Jurnalis Bandung peringati Hari kebebasan pers internasional di taman

user
Farah Fuadona 03 Mei 2016, 13:44 WIB
untitled

Bandung.merdeka.com - Puluhan jurnalis yang tergabung dalam Solidaritas Jurnalis Bandung menggelar aksi di Taman Vanda, Jalan Merdeka, Bandung. Mereka memeringati Hari Kebebasan Pers Internasional (World Press Freedom) yang jatuh tiap 3 Mei.

Peserta aksi berasal dari Pewarta Foto Indonesia (PFI), Wartawan Foto Bandung (WFB) dan Aliansi Jurnalis Independen (AJI) Bandung. Wartawan peserta aksi terdiri dari wartawan media cetak, online, televisi, dan wartawan foto.

Mereka mengusung berbagai poster dan spanduk yang bersi pesan tuntutan untuk menegakan kebebasan pers dan berekspresi.

Dalam aksi yang dimulai pukul 09.00 WIB itu, perwakilan dari PFI, WFB dan AJI Bandung menyampaikan orasinya di taman yang berseberangan dengan Markas Polrestabes Bandung dan Kantor Wali Kota Bandung.
 
Orasi terutama ditujukan kepada kepolisian, khususnya Sat Brimob Polda Jabar yang saat kerusuhan Lapas Banceuy, yang mengintimidasi dan mengancam seorang jurnalis foto peliput kerusuhan, Bambang Prasetyo alias Ibeng.
 
Dalam orasinya Ketua WFB, Djuli Pamungkas, mengatakan bahwa wartawan bertugas menyampaikan fakta dan informasi yang benar. Wartawan bukan tukang fitnah tetapi mengabarkan hasil liputannya di lapangan.
 
“Keluaga kami, Ibeng mendapat perlakuan tak menyenangkan. Rekan Bapak (polisi) mengintimidasi dan mengancam Ibeng. Hari-hari tak lagi cerah jika tidak ada kebebasan,” kata Djuli
 
Ia juga menyerukan, ada tiga beban yang dihadapi wartawan saat meliput di lapangan, yakni tugas menyampaikan kebenaran kepada publik, keselamatan keluarga dan anak, hingga nyawa diri sendiri.
 
Sementara Sekertaris AJI Bandung Tri Joko Heriadi mengungkapkan sejumlah kasus pelanggaran terhadap kebebasan berekspresi yang terjadi di Kota Bandung belakangan ini, antara lain upaya pembatalan pementasan teater Tan Malaka di IFI Bandung.
 
Lakon tersebut akhirnya bisa dipentaskan setelah Wali Kota Ridwan Kamil menjamin pementasan. Setelah adanya jaminan tersebut, aparat kepolisian baru berjaga-jaga.
 
Namun langkah Pemerintah Kota Bandung maupun kepolisian terlambat. Seharusnya tugas pemerintah daerah dan kepolisian mencegah sebelum terjadinya pelanggaran terhadap kebebasan berekspresi. “Peran pemerintah dan polisi sebagai aparat hukum harus menjamin kebebasan berekspresi setiap warga negara termasuk jurnalis,” kata dia.
 
Aksi yang berlangsung damai tersebut ditutup dengan pembacaan tujuh poin pernyataan sikap, yakni mengutuk segala tindakan kekerasan terhadap jurnalis, lembaga, atau pribadi yang menyampaikan ekspresinya.

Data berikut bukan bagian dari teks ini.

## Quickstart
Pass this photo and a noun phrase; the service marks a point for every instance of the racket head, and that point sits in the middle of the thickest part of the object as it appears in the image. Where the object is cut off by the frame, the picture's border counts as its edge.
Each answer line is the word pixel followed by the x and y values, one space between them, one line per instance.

Kedua, menuntut penghentian kekerasan terhadap jurnalis oleh semua pihak; ketiga Kepolisian Daerah Jawa Barat diminta segera mengklarifikasi dan mencabut ancaman serta intimidasi terhadap jurnalis oleh anggota Brigade Mobil yang bertugas saat kerusuhan Lapas Banceuy.
 
Keempat, menghentikan impunitas dan mengusut tuntas kasus kekerasan yang terjadi pada jurnalis. Kelima, melindungi dan melayani segenap warga negara yang hendak memperoleh informasi dan menyampaikan ekspresinya lewat berbagai media selama tidak bertentangan dengan dasar negara.

Selain itu, publik untuk selalu memberikan kritik terhadap media massa dengan mengacu pada UU Pers, dan ketujuh agar seluruh jurnalis selalu menjunjung dan menerapkan kode etik dalam menjalankan tugasnya.

Usai pembacaan tuntutan, para jurnalis menggalang tanda tangan di atas sepanduk yang menolak kekerasan terhadap jurnalis.